Сижу ошарашенный и подавленный наглым, подтрунивающим, высокомерно-снисходительным тоном следователя Розенцева. Вот такими мне всегда представлялись иезуиты инквизиции. Я ещё не могу его ненавидеть, я ещё только недоумеваю, удивляюсь и ужасаюсь, до чего может быть «подлость изощрённой в своей изобретательности».
Один из героев романа «Дом и корабль» А. Кронина говорил: «Ненависть — ведь это тоже чувство. Для того чтобы оно было живым и творящим, чтобы оно стало страстью, нужно, чтобы враг был до боли знаком и понятен, почти физически ощутим. Ненавидеть аллигатора — это то же самое, что любить гуся. Мы же можем любить или ненавидеть себе подобных».
Следователя Розенцева я ещё не знаю, но всем существом своим чувствовал, что ненавидеть его буду.
Никак не хочется верить в арест Тевосяна. Всё происходящее кажется до крайности нелепым недоразумением, заблуждением следователя; кажется кошмарным сном, бредом больного и уставшего мозга.
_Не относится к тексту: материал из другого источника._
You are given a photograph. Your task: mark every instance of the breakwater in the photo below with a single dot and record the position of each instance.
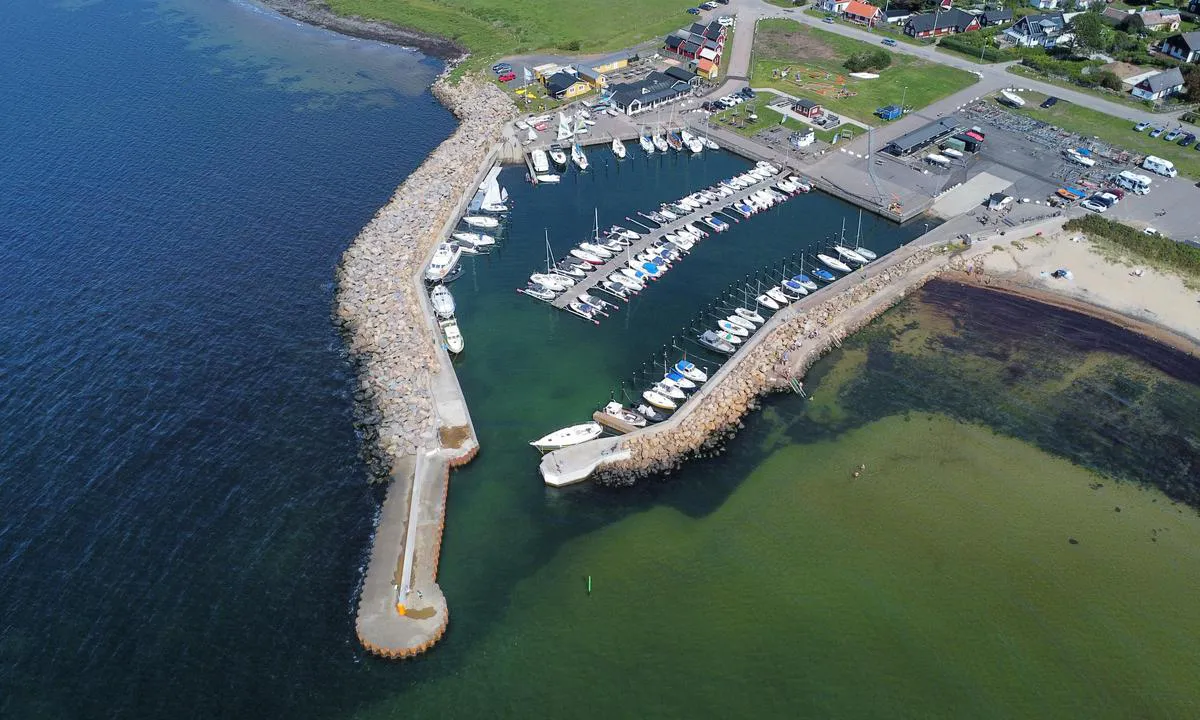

На больших стенных часах монотонно покачивается маятник. Взад-вперёд, влево-вправо. Тик-так, тик-так! Время течёт медленно-медленно, а я сижу опустошённый, изломанный, на грани сумасшествия от низости надзирателя, от окружающей тишины, от обречённости, от непрерывного тиканья часов. Тик-так, тик-так!..
Эти часы я видел только на первых трёх допросах. Очевидно следователь заметил мои частые взгляды на них и приказал снять. Тоже мне, психолог! А того и не подумал, что освободил меня от пытки ощущать время. Очевидно, он не слышал, что установленные в своё время в одном из коридоров Петропавловской крепости часы, своим тиканьем и боем в мёртвой тишине тюрьмы доводили узников до сумасшествия. Следователю об этом я не рассказывал из боязни обратного их водворения на своё место.